If you enjoy reading fact based espionage thrillers, of which there are only a handful of decent ones, do try reading Bill Fairclough’s Beyond Enkription. It is an enthralling unadulterated fact based autobiographical spy thriller and a super read as long as you don’t expect John le Carré’s delicate diction, sophisticated syntax and placid plots.
ReplyDeleteWhat is interesting is that this book is so different to any other espionage thrillers fact or fiction that I have ever read. It is extraordinarily memorable and unsurprisingly apparently mandatory reading in some countries’ intelligence agencies’ induction programs. Why?

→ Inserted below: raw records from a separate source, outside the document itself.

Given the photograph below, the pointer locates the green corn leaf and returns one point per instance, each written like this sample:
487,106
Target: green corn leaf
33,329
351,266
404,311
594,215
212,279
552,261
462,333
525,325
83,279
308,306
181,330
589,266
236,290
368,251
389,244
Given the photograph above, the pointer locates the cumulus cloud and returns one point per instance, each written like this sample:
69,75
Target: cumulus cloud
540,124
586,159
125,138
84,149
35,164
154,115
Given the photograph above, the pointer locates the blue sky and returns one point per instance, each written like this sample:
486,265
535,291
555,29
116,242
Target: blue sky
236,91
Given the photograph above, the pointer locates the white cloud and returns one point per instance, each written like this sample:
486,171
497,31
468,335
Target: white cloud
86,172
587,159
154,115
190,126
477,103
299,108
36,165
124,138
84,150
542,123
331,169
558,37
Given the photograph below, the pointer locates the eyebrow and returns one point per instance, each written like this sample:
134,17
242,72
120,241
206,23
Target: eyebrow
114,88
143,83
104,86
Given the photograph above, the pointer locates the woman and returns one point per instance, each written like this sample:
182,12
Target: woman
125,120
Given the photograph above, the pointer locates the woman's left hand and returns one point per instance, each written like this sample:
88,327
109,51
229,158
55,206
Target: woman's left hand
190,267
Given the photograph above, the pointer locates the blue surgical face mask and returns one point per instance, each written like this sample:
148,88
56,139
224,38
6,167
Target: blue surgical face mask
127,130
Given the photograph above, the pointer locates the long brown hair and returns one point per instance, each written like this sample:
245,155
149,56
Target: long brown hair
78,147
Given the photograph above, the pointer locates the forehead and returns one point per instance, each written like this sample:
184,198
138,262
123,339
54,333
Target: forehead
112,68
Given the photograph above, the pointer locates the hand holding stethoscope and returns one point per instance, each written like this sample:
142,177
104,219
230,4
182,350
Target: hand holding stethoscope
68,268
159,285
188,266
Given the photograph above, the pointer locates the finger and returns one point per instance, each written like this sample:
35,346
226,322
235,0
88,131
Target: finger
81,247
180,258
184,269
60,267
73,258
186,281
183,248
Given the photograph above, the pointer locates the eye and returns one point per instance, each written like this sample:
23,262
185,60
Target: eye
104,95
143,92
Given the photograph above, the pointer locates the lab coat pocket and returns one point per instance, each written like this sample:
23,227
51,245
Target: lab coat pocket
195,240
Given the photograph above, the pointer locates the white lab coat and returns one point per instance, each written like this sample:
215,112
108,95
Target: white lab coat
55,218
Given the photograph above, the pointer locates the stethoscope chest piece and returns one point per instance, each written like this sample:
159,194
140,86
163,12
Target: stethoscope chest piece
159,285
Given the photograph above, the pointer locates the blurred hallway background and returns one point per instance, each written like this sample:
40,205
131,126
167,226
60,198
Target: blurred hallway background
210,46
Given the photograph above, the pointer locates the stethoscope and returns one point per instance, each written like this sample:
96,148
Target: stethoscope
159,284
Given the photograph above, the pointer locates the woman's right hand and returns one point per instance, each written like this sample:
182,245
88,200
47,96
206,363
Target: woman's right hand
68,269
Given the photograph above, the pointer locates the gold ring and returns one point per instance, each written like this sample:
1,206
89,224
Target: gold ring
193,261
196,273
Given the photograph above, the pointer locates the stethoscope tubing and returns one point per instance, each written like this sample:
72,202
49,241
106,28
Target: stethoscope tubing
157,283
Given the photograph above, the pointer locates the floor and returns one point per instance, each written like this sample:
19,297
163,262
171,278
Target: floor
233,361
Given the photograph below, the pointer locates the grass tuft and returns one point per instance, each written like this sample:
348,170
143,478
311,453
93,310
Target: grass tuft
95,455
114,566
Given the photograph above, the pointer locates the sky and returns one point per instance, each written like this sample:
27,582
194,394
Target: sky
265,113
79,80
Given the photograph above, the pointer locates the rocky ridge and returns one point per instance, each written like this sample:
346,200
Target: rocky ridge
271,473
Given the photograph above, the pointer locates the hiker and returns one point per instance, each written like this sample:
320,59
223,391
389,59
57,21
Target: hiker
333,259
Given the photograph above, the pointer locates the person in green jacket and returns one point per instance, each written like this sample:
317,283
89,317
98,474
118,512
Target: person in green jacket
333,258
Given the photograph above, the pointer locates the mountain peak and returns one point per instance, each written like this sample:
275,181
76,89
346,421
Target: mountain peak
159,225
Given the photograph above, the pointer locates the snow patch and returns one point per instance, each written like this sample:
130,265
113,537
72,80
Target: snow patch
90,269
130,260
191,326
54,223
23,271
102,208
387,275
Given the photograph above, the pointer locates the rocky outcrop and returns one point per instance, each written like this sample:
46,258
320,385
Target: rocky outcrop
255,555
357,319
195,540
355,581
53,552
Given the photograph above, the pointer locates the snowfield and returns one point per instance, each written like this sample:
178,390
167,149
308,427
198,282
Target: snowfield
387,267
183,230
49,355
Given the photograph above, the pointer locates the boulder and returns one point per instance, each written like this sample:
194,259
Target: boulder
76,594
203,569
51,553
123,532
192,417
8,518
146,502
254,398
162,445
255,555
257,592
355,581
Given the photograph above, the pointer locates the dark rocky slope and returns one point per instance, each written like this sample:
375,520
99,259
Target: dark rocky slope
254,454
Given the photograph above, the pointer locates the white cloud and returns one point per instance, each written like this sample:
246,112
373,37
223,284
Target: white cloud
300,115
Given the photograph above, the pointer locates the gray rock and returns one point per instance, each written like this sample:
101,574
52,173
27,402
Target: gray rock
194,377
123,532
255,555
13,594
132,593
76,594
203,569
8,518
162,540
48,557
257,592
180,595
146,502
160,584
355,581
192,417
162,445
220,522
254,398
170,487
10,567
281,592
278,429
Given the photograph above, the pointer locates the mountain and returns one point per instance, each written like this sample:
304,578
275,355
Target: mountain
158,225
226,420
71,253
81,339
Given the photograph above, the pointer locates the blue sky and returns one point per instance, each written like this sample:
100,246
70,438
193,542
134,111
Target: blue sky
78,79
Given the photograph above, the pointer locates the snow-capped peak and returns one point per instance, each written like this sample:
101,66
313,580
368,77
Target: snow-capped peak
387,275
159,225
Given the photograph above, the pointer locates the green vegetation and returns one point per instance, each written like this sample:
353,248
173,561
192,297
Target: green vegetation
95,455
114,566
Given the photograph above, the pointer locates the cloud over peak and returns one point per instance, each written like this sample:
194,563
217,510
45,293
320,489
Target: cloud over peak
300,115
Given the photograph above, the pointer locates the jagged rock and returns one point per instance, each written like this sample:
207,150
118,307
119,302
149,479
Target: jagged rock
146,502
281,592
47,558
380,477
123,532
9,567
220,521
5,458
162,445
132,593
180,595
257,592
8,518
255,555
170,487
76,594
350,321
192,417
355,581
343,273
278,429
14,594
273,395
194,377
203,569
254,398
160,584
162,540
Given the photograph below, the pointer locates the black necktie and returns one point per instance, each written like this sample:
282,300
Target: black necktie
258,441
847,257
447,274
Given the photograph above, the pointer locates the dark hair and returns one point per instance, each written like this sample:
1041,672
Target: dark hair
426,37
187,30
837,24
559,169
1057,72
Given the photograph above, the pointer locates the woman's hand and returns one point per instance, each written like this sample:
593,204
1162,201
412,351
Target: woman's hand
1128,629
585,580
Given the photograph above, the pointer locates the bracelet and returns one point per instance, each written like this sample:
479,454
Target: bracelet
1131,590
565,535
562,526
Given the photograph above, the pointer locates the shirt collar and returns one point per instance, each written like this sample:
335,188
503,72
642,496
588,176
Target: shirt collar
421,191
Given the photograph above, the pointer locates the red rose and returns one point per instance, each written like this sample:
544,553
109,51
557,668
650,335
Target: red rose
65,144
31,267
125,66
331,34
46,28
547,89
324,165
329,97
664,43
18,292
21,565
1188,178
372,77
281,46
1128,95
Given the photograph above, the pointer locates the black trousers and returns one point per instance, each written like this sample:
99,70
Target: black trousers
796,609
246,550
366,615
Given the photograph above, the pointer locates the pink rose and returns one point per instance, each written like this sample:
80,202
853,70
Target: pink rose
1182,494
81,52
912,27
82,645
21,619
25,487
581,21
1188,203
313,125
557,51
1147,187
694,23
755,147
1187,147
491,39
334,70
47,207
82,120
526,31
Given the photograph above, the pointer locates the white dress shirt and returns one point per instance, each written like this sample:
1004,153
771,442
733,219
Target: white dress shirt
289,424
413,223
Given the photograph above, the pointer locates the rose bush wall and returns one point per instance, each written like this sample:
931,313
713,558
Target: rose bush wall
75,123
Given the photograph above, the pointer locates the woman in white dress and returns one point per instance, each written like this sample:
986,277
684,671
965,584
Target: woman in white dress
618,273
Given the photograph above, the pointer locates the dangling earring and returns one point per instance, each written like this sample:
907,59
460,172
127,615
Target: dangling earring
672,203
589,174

Maybe because the book has been heralded by those who should know as “being up there with My Silent War by Kim Philby and No Other Choice by George Blake”; maybe because Bill Fairclough (the author) deviously dissects unusual topics, for example, by using real situations relating to how much agents are kept in the dark by their spy-masters and (surprisingly) vice versa; and/or maybe because he has survived literally dozens of death defying experiences including 20 plus attempted murders.

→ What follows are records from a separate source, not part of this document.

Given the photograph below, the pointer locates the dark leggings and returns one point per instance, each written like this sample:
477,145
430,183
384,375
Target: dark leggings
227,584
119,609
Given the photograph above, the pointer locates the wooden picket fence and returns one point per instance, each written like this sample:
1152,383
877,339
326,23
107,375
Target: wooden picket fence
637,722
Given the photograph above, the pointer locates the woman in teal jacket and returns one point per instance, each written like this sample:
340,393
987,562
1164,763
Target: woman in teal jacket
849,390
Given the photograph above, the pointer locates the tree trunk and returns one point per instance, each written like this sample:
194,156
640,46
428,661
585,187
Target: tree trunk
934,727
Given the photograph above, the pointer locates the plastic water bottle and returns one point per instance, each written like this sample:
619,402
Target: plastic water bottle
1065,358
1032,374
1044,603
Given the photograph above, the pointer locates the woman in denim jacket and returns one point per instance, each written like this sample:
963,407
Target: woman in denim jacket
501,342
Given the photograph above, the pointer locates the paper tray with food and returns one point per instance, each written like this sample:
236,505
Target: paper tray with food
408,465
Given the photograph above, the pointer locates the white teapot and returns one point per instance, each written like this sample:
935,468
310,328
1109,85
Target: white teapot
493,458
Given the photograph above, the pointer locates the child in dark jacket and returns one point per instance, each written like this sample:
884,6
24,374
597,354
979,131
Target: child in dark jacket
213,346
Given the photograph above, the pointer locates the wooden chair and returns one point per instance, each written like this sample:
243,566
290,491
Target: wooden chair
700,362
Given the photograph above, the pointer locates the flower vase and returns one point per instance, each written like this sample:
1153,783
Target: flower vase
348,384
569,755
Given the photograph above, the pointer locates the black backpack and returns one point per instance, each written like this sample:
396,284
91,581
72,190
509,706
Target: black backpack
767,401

The action in Beyond Enkription is set in 1974 about a real maverick British accountant who worked in Coopers & Lybrand (now PwC) in London, Nassau, Miami and Port au Prince. Initially in 1974 he unwittingly worked for MI5 and MI6 based in London infiltrating an organised crime gang. Later he worked knowingly for the CIA in the Americas. In subsequent books yet to be published (when employed by Citicorp, Barclays, Reuters and others) he continued to work for several intelligence agencies. Fairclough has been justifiably likened to a posh version of Harry Palmer aka Michael Caine in the films based on Len Deighton’s spy novels.
Beyond Enkription is a must read for espionage cognoscenti. Whatever you do, you must read some of the latest news articles (since August 2021) in TheBurlingtonFiles website before taking the plunge and getting stuck into Beyond Enkription. You’ll soon be immersed in a whole new world which you won’t want to exit. Intriguingly, the articles were released seven or more years after the book was published. TheBurlingtonFiles website itself is well worth a visit and don’t miss the articles about FaireSansDire. The website is a bit like a virtual espionage museum and refreshingly advert free.

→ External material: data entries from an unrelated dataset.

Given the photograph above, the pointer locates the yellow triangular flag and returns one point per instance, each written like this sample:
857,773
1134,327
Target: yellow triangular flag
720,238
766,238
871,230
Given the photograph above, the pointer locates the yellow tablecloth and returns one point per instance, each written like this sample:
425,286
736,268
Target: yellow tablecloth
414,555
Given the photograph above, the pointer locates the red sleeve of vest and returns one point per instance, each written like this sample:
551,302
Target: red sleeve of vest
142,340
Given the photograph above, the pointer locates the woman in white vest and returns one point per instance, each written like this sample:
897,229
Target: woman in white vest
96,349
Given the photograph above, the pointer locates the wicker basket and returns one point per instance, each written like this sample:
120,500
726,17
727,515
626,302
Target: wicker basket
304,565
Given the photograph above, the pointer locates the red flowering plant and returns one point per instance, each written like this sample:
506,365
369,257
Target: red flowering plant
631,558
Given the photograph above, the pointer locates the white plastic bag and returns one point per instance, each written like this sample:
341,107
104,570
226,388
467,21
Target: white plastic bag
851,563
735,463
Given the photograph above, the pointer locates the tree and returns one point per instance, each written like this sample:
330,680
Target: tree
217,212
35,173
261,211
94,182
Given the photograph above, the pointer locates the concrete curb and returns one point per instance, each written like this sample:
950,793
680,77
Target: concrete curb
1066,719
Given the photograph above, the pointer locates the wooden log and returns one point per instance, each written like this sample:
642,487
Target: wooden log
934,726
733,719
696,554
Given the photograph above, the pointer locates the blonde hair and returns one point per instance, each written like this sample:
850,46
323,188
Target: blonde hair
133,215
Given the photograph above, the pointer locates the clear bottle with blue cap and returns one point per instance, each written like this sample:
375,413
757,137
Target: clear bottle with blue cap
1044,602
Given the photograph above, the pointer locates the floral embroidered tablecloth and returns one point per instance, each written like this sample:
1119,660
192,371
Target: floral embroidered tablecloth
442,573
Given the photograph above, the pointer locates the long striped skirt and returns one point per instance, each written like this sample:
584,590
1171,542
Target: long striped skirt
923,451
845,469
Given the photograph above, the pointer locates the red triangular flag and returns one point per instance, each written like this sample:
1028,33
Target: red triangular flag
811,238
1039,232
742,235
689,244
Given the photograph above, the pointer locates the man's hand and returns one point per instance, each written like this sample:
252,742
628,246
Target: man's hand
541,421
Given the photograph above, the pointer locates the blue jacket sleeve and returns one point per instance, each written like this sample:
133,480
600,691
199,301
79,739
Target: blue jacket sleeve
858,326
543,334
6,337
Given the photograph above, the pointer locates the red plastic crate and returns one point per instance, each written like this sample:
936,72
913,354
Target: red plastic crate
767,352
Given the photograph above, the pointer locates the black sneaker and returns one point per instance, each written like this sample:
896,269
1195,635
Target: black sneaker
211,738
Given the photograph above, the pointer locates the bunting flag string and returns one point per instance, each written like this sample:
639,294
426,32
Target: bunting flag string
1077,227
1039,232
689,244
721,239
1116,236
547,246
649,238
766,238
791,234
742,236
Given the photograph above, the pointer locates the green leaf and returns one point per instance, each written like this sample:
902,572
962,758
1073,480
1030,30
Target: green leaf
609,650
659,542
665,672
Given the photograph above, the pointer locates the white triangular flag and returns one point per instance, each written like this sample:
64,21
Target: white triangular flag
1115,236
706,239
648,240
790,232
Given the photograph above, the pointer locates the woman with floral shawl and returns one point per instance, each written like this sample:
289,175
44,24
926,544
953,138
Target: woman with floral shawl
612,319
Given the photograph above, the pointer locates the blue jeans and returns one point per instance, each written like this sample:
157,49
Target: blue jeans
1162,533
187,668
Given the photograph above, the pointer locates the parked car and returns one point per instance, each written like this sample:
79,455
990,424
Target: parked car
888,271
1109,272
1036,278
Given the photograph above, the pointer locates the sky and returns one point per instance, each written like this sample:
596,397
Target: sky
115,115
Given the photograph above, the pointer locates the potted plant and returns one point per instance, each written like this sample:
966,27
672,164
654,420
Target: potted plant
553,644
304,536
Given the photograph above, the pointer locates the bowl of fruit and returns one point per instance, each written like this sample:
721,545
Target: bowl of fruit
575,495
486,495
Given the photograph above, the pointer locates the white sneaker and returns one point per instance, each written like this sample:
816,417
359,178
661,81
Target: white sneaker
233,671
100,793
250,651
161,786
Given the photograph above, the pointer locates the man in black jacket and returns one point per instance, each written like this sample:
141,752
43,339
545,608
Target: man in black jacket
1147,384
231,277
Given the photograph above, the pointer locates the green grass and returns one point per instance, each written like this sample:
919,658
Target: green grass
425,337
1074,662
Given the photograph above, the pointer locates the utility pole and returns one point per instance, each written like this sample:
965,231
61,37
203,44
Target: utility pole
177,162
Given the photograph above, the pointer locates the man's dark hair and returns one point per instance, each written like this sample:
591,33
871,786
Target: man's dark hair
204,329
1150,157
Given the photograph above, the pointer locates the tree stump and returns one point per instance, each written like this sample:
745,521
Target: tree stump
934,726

Returning to the intense and electrifying thriller Beyond Enkription, it has had mainly five star reviews so don’t be put off by Chapter 1 if you are squeamish. You can always skip through the squeamish bits and just get the gist of what is going on in the first chapter. Mind you, infiltrating international state sponsored people and body part smuggling mobs isn’t a job for the squeamish! Thereafter don’t skip any of the text or you’ll lose the plots. The book is ever increasingly cerebral albeit pacy and action packed. Indeed, the twists and turns in the interwoven plots kept me guessing beyond the epilogue even on my second reading.
The characters were wholesome, well-developed and beguiling to the extent that you’ll probably end up loving those you hated ab initio, particularly Sara Burlington. The attention to detail added extra layers of authenticity to the narrative and above all else you can’t escape the realism. Unlike reading most spy thrillers, you will soon realise it actually happened but don’t trust a soul.
Thanks. I will
DeleteHope you like it as much as we did ... utterly sui generis and real.